A ce cadre législatif inchangé s’ajoutent trop souvent des pratiques inutilement répressives de préfectures, qui enferment des personnes sans perspective réelle d’expulsion, des personnes en situation régulière dans des pays de l’espace Schengen ne faisant que transiter par la France, ou encore des personnes malades ou vulnérables comme des familles, dont la situation est, manifestement, incompatible avec un enfermement.
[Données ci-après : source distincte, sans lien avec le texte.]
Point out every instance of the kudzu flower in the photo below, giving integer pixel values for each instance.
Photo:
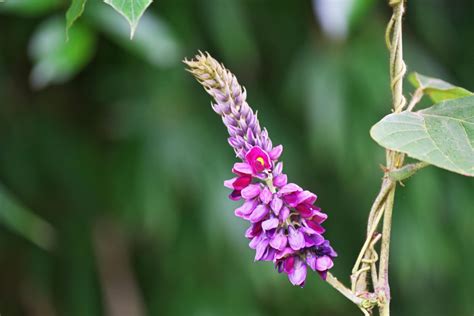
(285, 225)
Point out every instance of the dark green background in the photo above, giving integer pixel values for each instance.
(126, 160)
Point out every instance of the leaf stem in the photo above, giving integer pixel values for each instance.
(335, 283)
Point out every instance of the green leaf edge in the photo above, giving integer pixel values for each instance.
(461, 172)
(133, 25)
(415, 80)
(72, 17)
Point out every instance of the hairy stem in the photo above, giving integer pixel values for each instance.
(394, 159)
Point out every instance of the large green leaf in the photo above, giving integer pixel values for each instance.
(442, 135)
(23, 222)
(73, 13)
(132, 10)
(437, 89)
(56, 60)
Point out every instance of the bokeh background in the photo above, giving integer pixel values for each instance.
(112, 161)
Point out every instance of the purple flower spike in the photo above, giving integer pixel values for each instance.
(285, 224)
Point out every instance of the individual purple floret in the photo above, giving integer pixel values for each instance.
(285, 225)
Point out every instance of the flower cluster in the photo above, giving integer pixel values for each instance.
(285, 225)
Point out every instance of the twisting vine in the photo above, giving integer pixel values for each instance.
(383, 205)
(285, 223)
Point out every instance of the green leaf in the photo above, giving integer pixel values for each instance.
(437, 89)
(442, 135)
(73, 13)
(56, 60)
(132, 10)
(24, 222)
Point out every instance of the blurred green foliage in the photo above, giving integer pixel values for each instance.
(119, 135)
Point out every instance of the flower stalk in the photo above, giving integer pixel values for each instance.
(285, 225)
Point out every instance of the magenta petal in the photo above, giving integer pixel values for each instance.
(313, 240)
(242, 168)
(324, 263)
(278, 169)
(311, 260)
(235, 195)
(242, 182)
(261, 248)
(276, 204)
(256, 240)
(258, 159)
(269, 254)
(319, 217)
(305, 210)
(266, 195)
(289, 188)
(230, 183)
(289, 264)
(275, 153)
(284, 213)
(279, 241)
(253, 230)
(315, 226)
(295, 238)
(270, 224)
(250, 191)
(280, 180)
(259, 213)
(247, 207)
(283, 253)
(298, 275)
(307, 197)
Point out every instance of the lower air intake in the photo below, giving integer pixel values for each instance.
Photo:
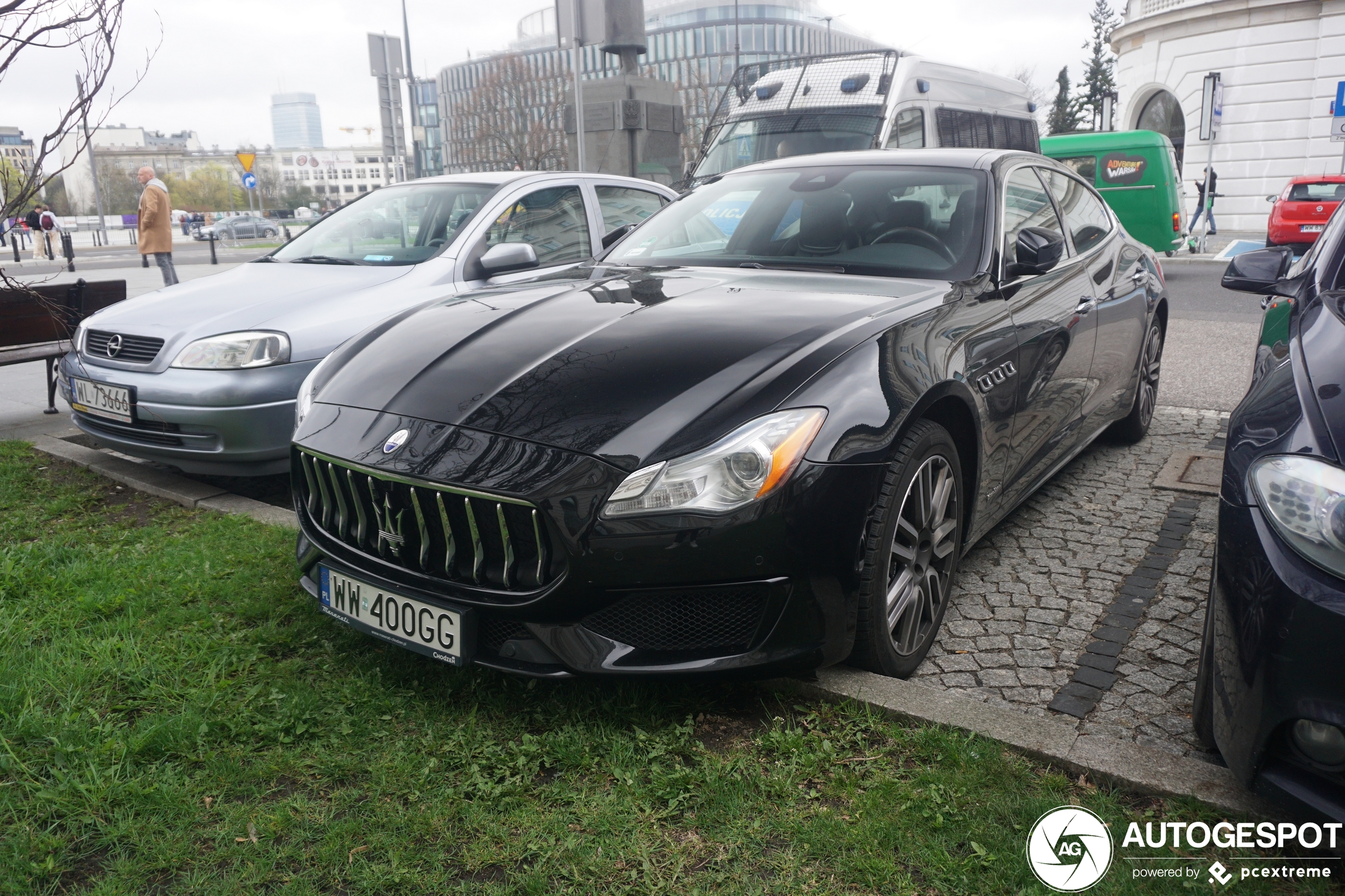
(723, 618)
Face à ces drames et à ces souffrances répétés, à ces humiliations, à ces illégalités, à ces absurdités parfois, dont l’été 2014 s’est fait le triste écho, que propose, en matière d’éloignement forcé, le projet de loi sur le droit au séjour des étrangers soumis au Conseil des ministres du 23 juillet ? Pas grand-chose malheureusement.

 

L’une des mesures phares porte sur une généralisation de l’assignation à résidence que le ministère de l’Intérieur présente comme, dorénavant, «la mesure de droit commun en matière de privation de liberté des étrangers». Soit, mais alors, pourquoi maintenir le même nombre de centres de rétention administrative ? Pourquoi prévoir le même nombre de places puisque le droit commun de référence ne sera plus l’enfermement ? A quand l’annonce d’une fermeture d’une partie de ces centres, conséquence logique d’un retour à l’exception ? Tout laisse à craindre que cette assignation à résidence-là, très contestable dans les conditions d’application et de contrôle envisagées (en légalisant notamment l’interpellation des personnes à leur domicile et dans les foyers d’hébergement), ne remplacera pas la rétention, mais s’y ajoutera, comme une mesure de plus de mise à l’écart des «indésirables».